Secretary General of the Canadian Olympic Association
- In office 1994–2001

Personal details
- Born: Carol Anne Wood July 27, 1942 Owen Sound, Ontario
- Died: February 2, 2001 (aged 58) Toronto, Ontario
- Cause of death: brain aneurysm
- Alma mater: University of Toronto Schulich School of Business, York University

= Carol Anne Letheren =

Carol Anne Letheren née Wood (July 27, 1942 — February 2, 2001) was the secretary general of the Canadian Olympic Association and a member of the International Olympic Committee. Letheren was awarded the Canadian Olympic Order in 2001 and inducted into the Canadian Olympic Hall of Fame in 2010 posthumously.

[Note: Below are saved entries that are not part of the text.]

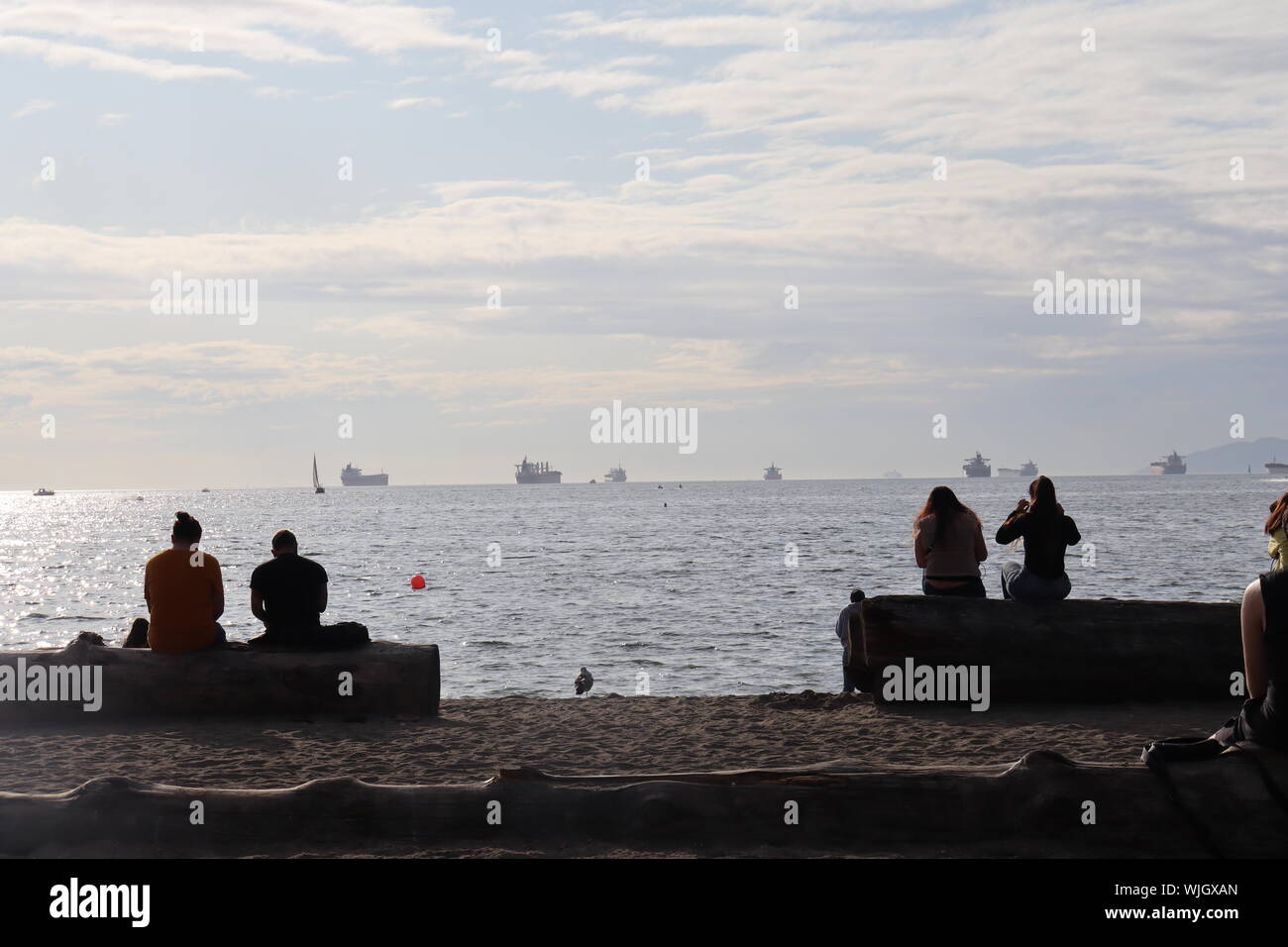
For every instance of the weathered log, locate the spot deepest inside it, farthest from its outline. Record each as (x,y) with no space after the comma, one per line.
(1043,804)
(381,678)
(1102,650)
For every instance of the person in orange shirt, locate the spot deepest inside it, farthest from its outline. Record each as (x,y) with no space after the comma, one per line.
(184,590)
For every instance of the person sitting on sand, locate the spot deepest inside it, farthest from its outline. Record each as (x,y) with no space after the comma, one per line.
(842,630)
(1046,531)
(948,544)
(1276,528)
(1263,625)
(184,590)
(1263,715)
(287,592)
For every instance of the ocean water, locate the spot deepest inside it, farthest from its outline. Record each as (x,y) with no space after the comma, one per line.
(692,583)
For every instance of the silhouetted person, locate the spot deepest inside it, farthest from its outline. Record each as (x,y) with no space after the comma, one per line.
(845,621)
(1046,531)
(948,544)
(184,590)
(287,592)
(1276,525)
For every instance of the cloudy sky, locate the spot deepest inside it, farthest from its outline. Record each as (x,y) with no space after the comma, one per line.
(911,166)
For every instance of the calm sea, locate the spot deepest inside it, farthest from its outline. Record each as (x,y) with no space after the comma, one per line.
(694,585)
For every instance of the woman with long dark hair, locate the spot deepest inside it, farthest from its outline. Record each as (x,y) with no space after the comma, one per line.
(1046,531)
(948,544)
(1276,528)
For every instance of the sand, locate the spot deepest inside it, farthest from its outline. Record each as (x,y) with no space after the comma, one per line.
(600,735)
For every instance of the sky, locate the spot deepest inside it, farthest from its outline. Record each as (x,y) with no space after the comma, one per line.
(818,226)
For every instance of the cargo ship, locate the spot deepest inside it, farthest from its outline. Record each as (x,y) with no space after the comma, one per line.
(528,472)
(1026,470)
(353,476)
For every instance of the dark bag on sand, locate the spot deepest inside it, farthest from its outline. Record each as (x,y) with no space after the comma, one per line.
(347,634)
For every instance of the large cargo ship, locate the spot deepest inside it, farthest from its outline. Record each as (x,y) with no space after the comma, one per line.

==Early life and education==
Letheren was born on July 27, 1942, in Owen Sound, Ontario, and spent her childhood in Guelph. She graduated from the University of Toronto with a bachelor's degree in physical education and a Master of Business Administration from York University.

==Career==
Letheren began her sports career as an archery coach for the University of Toronto in 1963. She coached for the university until 1970 when she continued her teaching at York University. Letheren remained at York until 1977. During her time at York, Letheren was the vice president of the Canadian Gymnastics Federation.

In sports competitions, Letheren was a judge at the Olympic Games and the Pan American Games throughout the mid 1970s to late 1980s. Apart from judging, Letheren continued her Olympic work by joining the Canadian Olympic Association in 1981 and was the head of mission of the Canadian team at the 1988 Summer Olympics. For the COA, she held multiple positions for the committee including president and secretary general in 1994. In 1990, Letheren became a member of the International Olympic Committee. With the IOC, Letheren was a coordinator of the Salt Lake Organizing Committee that was in charge of the 2002 Winter Olympics.

==Death==
On the evening January 31, 2001, Letheren was giving a speech at a Schulich alumni banquet when she collapsed. Two days later, Letheren died from a brain aneurysm on February 2, 2001, in Toronto, Ontario. Prime Minister Jean Chretien said, "Her loss is a blow to the Canadian Olympic movement that will be felt for years to come".

==Personal life==
Letheren was married and had one child.

==Awards and honours==
In 2001, Letheren was awarded the Canadian Olympic Order and posthumously inducted into the Canadian Olympic Hall of Fame in 2010. She was also posthumously named into the Guelph Sports Hall of Fame in 2003.